Tools of the Trade
Every profession has its tools. If you’re a carpenter, you must have a collection of saws, hammers, drills, screwdrivers, planes, etc. to do the job properly, and you must know how to use them.
A writer has their own set of tools, and these tools are just as important to us as the tools of a carpenter are to him.
Here are the basic tools for a writer’s toolbox. This is, by no means, an exhaustive list, but it is a list of what I consider to be the minimum in order to achieve professional level work.
A Personal Computer – In this age nearly everyone has one or more. The writer’s computer must have certain specialized programs which enable them to do their job. Microsoft Word is the most essential of these programs. There are other word processing programs that you can write in, but to submit your work, you will almost universally be asked to submit it in a .doc or .docx format.
Your personal computer should also have a market search and submission tracking program. The days of thumbing through Writer’s Market or Novel and Short Story Writer’s Market are gone, as are the days of mailing your manuscript to an agent or publisher. Today it’s all done electronically. For market search and submission tracking, I recommend Duotrope. There is a user fee for this program, although it is quite affordable at $5/month or $50/year. If the budget is too tight for that, try Submission Grinder, a similar program which is free on-line.
There are many other programs available on-line which a writer might find helpful, but Microsoft Word and a good market finder/submission tracker are the essentials.
Professional Books – Certain books are as much a part of a professional toolkit as a Carpenter’s hammer. Here are some that I consider essential.
Chicago Manual of Style, The University of Chicago Press – This is the essential reference to style for most writing. Note: If you are writing articles, the AP Style Guide should be your reference, but I am focusing on fiction writers. CMOS contains everything a writer needs to know about grammar and punctuation, commas and italics. It is the single reference book which I use the most in both writing and editing.
Merriam-Webster’s Collegiate Dictionary, Merriam-Webster, Inc – This is my go-to work to check spelling and definitions. There are other excellent dictionaries available such as the Oxford Dictionary, but Webster’s is my choice.
Oxford American Writer’s Thesaurus, by David Auburn, Oxford University Press – A writer’s valuable guide to writing and selecting the right word to convey their meaning as well as to vary their word choices when they are repeating an idea in their work. Again, there are other, less expensive, and serviceable thesauri (bet you wouldn’t have gotten that plural right without a copy of Merriam-Webster or two years of high school Latin) available, but Oxford is my choice.

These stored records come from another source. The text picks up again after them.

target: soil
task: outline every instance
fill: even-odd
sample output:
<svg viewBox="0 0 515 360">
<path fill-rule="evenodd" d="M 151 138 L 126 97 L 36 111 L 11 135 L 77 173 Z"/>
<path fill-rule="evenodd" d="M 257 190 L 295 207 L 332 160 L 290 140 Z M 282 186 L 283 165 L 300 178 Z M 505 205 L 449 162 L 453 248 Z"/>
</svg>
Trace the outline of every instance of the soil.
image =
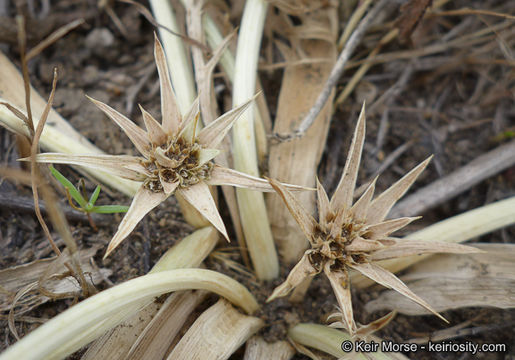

On Writing – A Memoir of he Craft, by Steven King, Pocket Books – In my opinion, this is the definitive work on the life of a writer. Well written and easy to follow, it both entertains and instructs. Every aspiring writer should read it.
Bird by Bird: Some Instructions on Writing and Life, by Anne Lamott, Pantheon Books – A humorous, sometimes painful, book on how to get off one’s duff and write, and to make a lifestyle of writing.
Writing Deep Point of View: Professional Techniques for Fiction Authors, Rayne Hall, Create Space Independent Publishing Platform – An essential guide to writing compelling fiction which will immerse your reader and keep them rapt within your story.
Creating Character Arcs: The Masterful Author’s Guide to Uniting Story Structure (Helping Writers Become Authors) (Volume 7), K. M. Weiland, PenForASword Publishing – A guide to making your characters come alive, and more importantly, making your reader care.
There are many other books in my professional toolkit, but these are the essentials. I would strongly urge any would be writer to read, especially the classics. There’s a reason that they are considered great literature. Pore over them. Suck them into your soul and make them a part of you.
Read everything you can get your hands on in your chosen genre, both good and bad. Think about what makes them one or the other. Read outside your genre, both fiction and non-fiction. See what others have done and where they have gone.
Just as a carpenter needs a frame-work before he can build a house, so does the writer. Books and reading are that framework.
All the best in your writing career. I hope to see you in print.